Data Silos for SMEs: Why They’re Normal & How to Manage Them
I believe data silos shouldn’t be viewed negatively!
They are an unavoidable and crucial part of an SME’s natural growth progression. Data silos emerge as lean, adaptive SMEs quickly adopt targeted solutions to solve pressing operational challenges – a sign of an agile, problem-solving organization actively evolving.
What Are Data Silos? A data silo is information stored in a specific application or system that is not easily accessible or shareable with other systems/apps. This fragmentation can lead to inefficiencies and missed opportunities.
Ok…but, Why Are Data Silos Normal for SMEs? As small businesses grow, various teams or individuals adopt different tools and processes to solve specific problems. This organic evolution can unintentionally create data silos where information is isolated within a particular software, spreadsheet or even an employee’s own files/knowledge.
- For small, growing businesses, data silos allow them to quickly implement new systems or tools to solve immediate operational needs without being bogged down by complex integrations. This agility helps them adapt rapidly.
- Smaller companies may not have the resources or justification to invest heavily in integrating every system from the start. Attempting this too early can waste time/money over-engineering processes before product-market fit is found.
For example, a small retail business might start using QuickBooks for accounting, quickly implement a basic shipping management system as sales grow, and adopt a sales enablement tool to track customer buying habits to forecast their sales – unknowingly spawning three separate data silos. In the scramble to sustain growth, SMEs understandably prioritize solving pressing issues over meticulous data unification plans.

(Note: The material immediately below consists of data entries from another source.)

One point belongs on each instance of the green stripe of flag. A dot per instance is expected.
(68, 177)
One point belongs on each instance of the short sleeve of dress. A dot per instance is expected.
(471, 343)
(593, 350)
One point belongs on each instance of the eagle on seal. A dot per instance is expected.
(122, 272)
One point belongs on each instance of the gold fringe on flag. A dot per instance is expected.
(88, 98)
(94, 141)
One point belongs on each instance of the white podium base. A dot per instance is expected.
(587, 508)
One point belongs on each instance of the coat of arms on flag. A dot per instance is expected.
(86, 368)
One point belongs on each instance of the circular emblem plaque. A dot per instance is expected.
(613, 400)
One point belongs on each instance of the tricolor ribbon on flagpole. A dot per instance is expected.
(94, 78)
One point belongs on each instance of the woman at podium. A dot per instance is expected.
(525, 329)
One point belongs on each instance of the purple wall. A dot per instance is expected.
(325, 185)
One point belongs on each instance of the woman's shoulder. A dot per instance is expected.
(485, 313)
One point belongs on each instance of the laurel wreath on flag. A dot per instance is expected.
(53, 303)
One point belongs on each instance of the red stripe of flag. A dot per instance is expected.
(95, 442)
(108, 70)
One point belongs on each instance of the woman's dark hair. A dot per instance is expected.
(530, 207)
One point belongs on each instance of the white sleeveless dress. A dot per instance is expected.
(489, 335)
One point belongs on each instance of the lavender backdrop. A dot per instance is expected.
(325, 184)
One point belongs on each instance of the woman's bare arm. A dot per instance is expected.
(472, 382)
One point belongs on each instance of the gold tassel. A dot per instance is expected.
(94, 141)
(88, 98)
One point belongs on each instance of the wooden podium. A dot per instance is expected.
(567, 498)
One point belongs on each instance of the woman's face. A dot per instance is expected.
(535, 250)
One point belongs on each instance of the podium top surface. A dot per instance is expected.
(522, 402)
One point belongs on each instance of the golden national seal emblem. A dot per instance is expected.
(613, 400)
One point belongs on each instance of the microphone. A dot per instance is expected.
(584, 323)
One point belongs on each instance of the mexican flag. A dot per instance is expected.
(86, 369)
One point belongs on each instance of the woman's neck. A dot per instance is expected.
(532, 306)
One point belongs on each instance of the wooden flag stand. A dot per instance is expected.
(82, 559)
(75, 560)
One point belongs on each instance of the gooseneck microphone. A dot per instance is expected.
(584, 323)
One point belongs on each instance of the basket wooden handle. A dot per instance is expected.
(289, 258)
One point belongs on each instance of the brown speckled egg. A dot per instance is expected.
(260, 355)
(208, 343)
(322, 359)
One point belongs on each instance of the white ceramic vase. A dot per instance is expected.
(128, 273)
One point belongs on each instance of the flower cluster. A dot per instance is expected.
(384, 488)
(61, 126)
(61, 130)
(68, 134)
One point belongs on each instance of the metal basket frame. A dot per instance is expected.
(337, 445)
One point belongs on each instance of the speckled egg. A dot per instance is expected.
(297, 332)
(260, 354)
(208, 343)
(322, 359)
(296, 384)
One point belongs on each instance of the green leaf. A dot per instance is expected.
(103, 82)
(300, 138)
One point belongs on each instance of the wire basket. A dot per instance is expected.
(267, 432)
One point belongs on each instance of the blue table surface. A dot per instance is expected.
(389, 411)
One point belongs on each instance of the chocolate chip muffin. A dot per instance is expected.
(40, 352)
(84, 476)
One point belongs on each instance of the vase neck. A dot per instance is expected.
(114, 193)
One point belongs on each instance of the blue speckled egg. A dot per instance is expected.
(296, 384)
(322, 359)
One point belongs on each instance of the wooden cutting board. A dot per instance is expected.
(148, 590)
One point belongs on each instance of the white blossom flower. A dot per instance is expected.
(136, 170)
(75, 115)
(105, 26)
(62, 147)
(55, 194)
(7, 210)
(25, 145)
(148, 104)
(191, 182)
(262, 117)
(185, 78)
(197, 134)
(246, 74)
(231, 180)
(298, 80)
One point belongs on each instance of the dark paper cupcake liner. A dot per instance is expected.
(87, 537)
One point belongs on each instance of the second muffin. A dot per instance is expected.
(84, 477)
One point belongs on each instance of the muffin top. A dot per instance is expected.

- As SMEs grow, different teams or employee organically adopt bespoke tools for their workflows. These specialized, niche solutions create isolated data stores naturally aligned to how work gets done.
- By allowing siloed data in the short-term, SMEs avoid getting bogged down by technical debt from hastily integrating immature systems that may change frequently in early stages.
- Smaller businesses can implement point solutions with lower costs/overhead compared to complex integrated enterprise systems requiring major upfront investment.
These silos emerge naturally as businesses adapt solutions over time. Instead of trying to prevent them entirely, SMEs need to recognize silos and proactively manage data sharing.
How SMEs Can Mitigate Data Silos:
- Identify where critical data lives across the business.
- Integrate systems/data that are essential for core operations first.
- Encourage information sharing between teams/individuals.
- Adopt cloud tools that enable easy data integration as needed.
- Periodically review data practices and unify sources when appropriate.
Using Integrated Data for Strategic Growth:
- Combining data provides a more comprehensive view for decisions.
- Integrated data avoids duplicative efforts and inconsistencies.
- Understanding customers from unified data sources.
- Interconnected data can reveal new business opportunities.
- Fosters Innovation: Giving teams the autonomy to create their own data/tools for specific needs allows bottom-up innovation versus being constrained by top-down integrated systems.
Data silos are an inevitable reality for thriving small and medium businesses. As SMEs grow, the priority is finding quick fixes and immediate solutions to operational challenges. Adopting specialized tools or processes to solve a specific pain point is often the fastest way forward, even if it creates data fragmentation in the short term.
However, as the business matures and complexities increase, these data silos can become impediments to efficiency, decision-making, and scalability. At this juncture, SMEs must take data integration actions, in a phased manner aligned with evolving business needs. The key is proactively managing data silos by periodically auditing where your key information is, integrating systems when essential for core operations, and adopting cloud-based tools that simplify unified data access. While solving immediate challenges takes precedence for SMEs, planning for strategic data unification prevents silos from becoming insurmountable hurdles to long-term growth.